What is the Cornea?
The cornea is the front surface of the eye, functioning as a window for the eye. This five-layer transparent tissue has a large role in how the eye focuses. If the cornea is misshapen or opaque due to disease or injury, vision will become impaired. Common refractive issues arising from a misshapen cornea include myopia (nearsightedness); hyperopia (farsightedness); and astigmatism. These common corneal issues can be corrected with contact lenses, glasses, or IntraLasik.
The cornea plays a major role in how you focus on images. In conjunction with your natural crystalline lens, the cornea helps to provide required focusing power. If the cornea becomes weak or damaged serious visual problems may arise. Because the cornea is such an important part of your visual system, please make sure to contact the ophthalmologists of the Omaha Eye & Laser Institute if you think you might have damaged your cornea. Treating damaged or irregular corneas is something that is routinely done at our eye care office. Each damaged cornea requires special attention by our eye doctors. Typically we can start treating the cornea with medication. If your vision cannot be accurately corrected with medications, a corneal transplant may be required.
Your cornea is the clear tissue in front of your iris and pupil. Although it is completely clear, it actually has three layers. The cornea does not have blood vessels, relying on tears and the fluid behind your eye for nourishment. This is because the cornea needs to be completely clear for the best vision. When the cornea is damaged, obstructed or misshapen, this can affect vision. A misshapen cornea is a very common condition and can affect vision in many ways. Common conditions such as myopia or astigmatism, in which the cornea is misshapen, can be corrected with glasses and contacts, and even laser surgery.
How does damage to the cornea occur?
Damage to the cornea may arise from various reasons such as hereditary issues, chemical burns, blunt object trauma, viruses or bacteria. Conditions that may require a patient seek a cornea transplant involve, clouding of the cornea, keratoconus, Fuchs dystrophy, irregular corneal surface tissue growths, or corneal swelling.
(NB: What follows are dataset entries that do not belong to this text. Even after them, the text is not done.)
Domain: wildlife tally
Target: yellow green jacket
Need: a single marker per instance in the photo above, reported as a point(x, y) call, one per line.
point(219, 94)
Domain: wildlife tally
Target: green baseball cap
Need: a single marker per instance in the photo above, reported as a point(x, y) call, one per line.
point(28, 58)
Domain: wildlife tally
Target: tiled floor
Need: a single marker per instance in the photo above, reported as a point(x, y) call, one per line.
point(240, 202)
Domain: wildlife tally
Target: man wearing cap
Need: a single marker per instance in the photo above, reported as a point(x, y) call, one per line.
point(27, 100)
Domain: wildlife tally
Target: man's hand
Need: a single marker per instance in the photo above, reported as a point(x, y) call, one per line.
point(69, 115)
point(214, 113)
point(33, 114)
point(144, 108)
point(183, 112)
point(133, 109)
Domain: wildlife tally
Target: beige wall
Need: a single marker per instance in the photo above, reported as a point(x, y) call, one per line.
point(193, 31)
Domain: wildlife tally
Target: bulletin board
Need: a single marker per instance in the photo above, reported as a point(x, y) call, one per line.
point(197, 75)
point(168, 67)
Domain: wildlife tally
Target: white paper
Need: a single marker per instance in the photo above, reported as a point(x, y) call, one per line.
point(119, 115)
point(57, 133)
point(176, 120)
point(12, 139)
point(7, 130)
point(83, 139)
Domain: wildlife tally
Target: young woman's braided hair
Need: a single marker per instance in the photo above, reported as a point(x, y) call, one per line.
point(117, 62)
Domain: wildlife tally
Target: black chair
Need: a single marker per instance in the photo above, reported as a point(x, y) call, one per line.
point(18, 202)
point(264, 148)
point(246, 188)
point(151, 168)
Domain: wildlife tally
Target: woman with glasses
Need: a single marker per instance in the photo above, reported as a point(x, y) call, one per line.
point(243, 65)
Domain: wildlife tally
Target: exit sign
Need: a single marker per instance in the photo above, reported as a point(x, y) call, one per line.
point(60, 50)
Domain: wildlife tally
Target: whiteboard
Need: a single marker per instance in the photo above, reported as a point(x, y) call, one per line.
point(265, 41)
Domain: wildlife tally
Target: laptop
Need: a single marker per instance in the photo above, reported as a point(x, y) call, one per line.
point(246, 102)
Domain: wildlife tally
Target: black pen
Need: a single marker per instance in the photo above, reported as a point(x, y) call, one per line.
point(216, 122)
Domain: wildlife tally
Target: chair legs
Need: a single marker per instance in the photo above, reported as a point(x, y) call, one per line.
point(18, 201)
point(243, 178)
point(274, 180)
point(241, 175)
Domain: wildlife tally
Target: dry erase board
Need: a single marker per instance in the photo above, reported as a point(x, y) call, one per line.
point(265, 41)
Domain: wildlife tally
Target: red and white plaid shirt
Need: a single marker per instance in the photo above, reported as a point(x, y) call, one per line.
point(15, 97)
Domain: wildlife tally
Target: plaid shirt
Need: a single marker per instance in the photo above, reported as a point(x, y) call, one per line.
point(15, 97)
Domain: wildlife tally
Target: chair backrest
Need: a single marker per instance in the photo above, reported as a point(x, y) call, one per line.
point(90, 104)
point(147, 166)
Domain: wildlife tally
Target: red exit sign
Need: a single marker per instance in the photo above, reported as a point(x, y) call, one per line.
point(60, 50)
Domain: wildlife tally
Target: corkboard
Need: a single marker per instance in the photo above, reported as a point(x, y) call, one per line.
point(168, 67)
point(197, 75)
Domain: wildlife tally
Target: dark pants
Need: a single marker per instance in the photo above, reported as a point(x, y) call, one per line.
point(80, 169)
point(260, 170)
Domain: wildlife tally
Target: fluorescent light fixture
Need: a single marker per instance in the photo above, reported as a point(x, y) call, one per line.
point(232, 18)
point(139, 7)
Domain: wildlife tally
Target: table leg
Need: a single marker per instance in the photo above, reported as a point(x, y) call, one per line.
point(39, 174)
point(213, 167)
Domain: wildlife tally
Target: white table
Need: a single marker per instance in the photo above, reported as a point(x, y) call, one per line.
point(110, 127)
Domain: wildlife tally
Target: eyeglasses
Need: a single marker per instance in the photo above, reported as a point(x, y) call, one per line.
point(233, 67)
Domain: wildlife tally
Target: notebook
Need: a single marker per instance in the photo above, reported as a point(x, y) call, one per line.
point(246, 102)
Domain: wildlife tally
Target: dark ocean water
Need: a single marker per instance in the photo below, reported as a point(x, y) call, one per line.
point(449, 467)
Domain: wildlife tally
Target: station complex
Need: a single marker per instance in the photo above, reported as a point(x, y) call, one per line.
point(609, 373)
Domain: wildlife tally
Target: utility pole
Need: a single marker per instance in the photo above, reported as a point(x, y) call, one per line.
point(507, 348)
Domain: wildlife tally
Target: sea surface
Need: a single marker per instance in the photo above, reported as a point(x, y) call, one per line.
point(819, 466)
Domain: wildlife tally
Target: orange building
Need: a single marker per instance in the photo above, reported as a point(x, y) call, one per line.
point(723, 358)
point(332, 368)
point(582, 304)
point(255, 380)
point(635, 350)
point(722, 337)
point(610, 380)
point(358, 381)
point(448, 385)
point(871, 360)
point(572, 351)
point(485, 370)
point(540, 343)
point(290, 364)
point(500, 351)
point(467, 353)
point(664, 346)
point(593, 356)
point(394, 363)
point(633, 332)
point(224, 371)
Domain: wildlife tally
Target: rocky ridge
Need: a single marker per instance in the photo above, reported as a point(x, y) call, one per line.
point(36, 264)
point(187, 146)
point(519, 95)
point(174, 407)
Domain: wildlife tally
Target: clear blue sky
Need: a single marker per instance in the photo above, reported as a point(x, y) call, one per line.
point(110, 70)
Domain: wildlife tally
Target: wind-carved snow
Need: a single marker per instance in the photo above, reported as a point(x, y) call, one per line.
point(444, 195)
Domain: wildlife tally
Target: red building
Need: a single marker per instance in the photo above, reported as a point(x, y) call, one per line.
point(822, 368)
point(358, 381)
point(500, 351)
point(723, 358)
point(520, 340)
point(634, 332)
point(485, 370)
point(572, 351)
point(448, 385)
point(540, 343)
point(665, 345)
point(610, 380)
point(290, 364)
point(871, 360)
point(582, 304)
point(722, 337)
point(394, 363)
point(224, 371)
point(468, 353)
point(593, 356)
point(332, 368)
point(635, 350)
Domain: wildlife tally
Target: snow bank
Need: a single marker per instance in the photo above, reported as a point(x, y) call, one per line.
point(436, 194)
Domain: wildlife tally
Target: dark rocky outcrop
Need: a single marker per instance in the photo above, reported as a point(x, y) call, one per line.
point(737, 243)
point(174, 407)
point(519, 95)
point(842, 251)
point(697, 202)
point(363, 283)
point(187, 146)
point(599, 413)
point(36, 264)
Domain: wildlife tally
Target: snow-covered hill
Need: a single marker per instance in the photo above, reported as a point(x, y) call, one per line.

Can cornea problems be prevented?
Corneal infections caused by bacteria and viruses can be prevented by good hygiene and limiting contact with those who have contagious forms of conjunctivitis. Do not share eye makeup, contact lens cases, contact lens solution, and eye drops with people who are infected. Follow strict guidelines for contact lens hygiene to decrease the risk of corneal infections. Corneal disease resulting from hereditary factors, like dystrophies, cannot be prevented, but vision can be preserved with early detection.
One corneal disorder not easily corrected with glasses or contact lenses is Keratoconus. Keratoconus is a disease-causing gradual steepening of the cornea. As the disease progresses the cornea becomes more irregular and vision becomes compromised. The cause of keratoconus is unknown; however, genetics and excessive eye rubbing are thought to contribute. Keratoconus typically arises during puberty. While some patients are able to manage their keratoconus with specialty contact lenses, others with poorer resulting vision may require a corneal transplant. A corneal specialist will determine whether a patient is a good candidate for a corneal transplant (otherwise known as penetrating keratoplasty, or PKP).
Fuchs Endothelial Dystrophy
Another corneal disease that may require surgical treatment is Fuchs endothelial dystrophy. In Fuchs the back layer of the cornea (endothelium) is compromised, leading to an accumulation of fluid or edema in the cornea. This results in hazy, cloudy vision. Fuchs is a genetic condition that typically presents later in life. Early and mild cases of Fuchs can be treated with topical drops. These drops work by dehydrating the cornea and reducing corneal edema. If topical drops do not offer sufficient vision, a partial thickness corneal transplant (DSEK) may be considered.
PKP (Full-thickness corneal transplant)
Corneal transplants are performed using a donor cornea. The entire central portion of the cornea is replaced and held in place with sutures. Because the cornea possesses no blood vessels, rejection rates are low in comparison to other types of transplants. Recovery, though, can be lengthy nonetheless and requires frequent follow-up visits.
DSEK (Partial thickness Corneal Transplant)
DESK (Descemet’s Stripping Endothelial Keratoplasty) is a partial thickness corneal transplant. During this procedure, only the back layer of the cornea (endothelium) is transplanted from a donor cornea. This tissue will replace the compromised endothelium and help restore vision. DSEK is a relatively new procedure and is done in place of a full-thickness corneal transplant. Benefits of DESK include fewer sutures; smaller incision; decreased risk or corneal rejection; improved healing time and visual prognosis.